The Strad Issue: February 2016
Description: Matt Haimovitz presents a compelling anthology of cello stories
Musicians: Matt Haimovitz (cello)
Composer: Berio, Carter, Dallapiccola, Glass, Golijov, Hendrix, Lennon/McCartney, Ligeti, Machover, Mackey, Moravec, Pop, Rorem, Sanford, Sciarrino, Sokolovic, Spratlan, Tremblay, Twining, Woolf, Yun

Not so much a recital disc, US cellist Matt Haimovitz’s packed three-SACD set serves more as a bulging compendium of solo cello music from 1945 to the present day. It’s unlikely anyone would want to take in all 225 minutes of Haimovitz’s mammoth undertaking at a single sitting and his dramatic, vivid, forcefully projected playing, utterly persuasive though it is, also encourages dipping in and out.
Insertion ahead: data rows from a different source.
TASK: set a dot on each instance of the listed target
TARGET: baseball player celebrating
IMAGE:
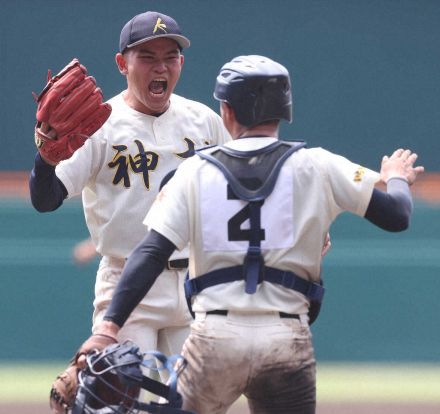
(149, 132)
(254, 269)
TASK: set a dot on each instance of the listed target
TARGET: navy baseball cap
(148, 26)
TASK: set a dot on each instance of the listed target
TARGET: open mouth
(158, 86)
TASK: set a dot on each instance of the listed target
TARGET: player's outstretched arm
(391, 210)
(400, 165)
(46, 189)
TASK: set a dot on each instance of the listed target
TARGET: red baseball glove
(70, 110)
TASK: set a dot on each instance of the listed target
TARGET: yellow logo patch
(159, 25)
(359, 173)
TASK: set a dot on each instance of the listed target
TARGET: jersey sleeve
(220, 133)
(169, 214)
(351, 185)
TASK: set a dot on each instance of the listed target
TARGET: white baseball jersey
(119, 170)
(314, 186)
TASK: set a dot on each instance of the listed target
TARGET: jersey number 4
(235, 231)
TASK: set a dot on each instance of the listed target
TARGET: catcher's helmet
(257, 88)
(113, 379)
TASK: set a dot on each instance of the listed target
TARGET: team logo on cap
(159, 26)
(359, 173)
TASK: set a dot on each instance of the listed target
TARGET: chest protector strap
(253, 185)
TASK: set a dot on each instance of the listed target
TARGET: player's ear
(121, 62)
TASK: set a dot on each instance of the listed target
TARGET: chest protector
(252, 176)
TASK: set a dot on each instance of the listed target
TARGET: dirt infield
(240, 408)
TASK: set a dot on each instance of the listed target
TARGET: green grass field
(336, 383)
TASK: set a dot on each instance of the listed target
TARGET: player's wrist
(107, 328)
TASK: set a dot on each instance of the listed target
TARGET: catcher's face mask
(113, 379)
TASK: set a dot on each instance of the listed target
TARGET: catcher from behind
(70, 109)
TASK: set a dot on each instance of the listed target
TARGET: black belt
(177, 264)
(224, 312)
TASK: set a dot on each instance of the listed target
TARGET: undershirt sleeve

For the most part the set comprises reissued material from the albums Haimovitz has released on his own Oxingale label, with a few new tracks thrown in. The ordering, however, has a convincing sense of light and shade, complexity and simplicity, even if the tracks’ contrasting acoustics – some recorded in a resonant church, others in a dry recording studio – make for sometimes unsettling listening.

Still, it’s an amazing achievement, from Philip Glass’s rapturous Orbit, which opens the set, through Elliott Carter’s two gnarly Figments to Toby Twining’s remarkable 9:11 Blues, a wail of anguish in spookily voice-like, bluesy cello harmonics. Salvatore Sciarrino’s whispered Ai limiti della notte is full of unsettling, half-heard magic, and Ned Rorem’s After Reading Shakespeare, one of three meatier multi-movement pieces on the set’s final disc, vividly portrays the Bard’s heroes and villains.

What brings this bewildering diversity of music together is Haimovitz’s unstoppably committed, enthusiastic playing, superbly controlled in tone, attack, vibrato and more, but all put in the service of his vivid musical storytelling – and sounding splendidly rich and bronzed on his 1710 Gofriller cello.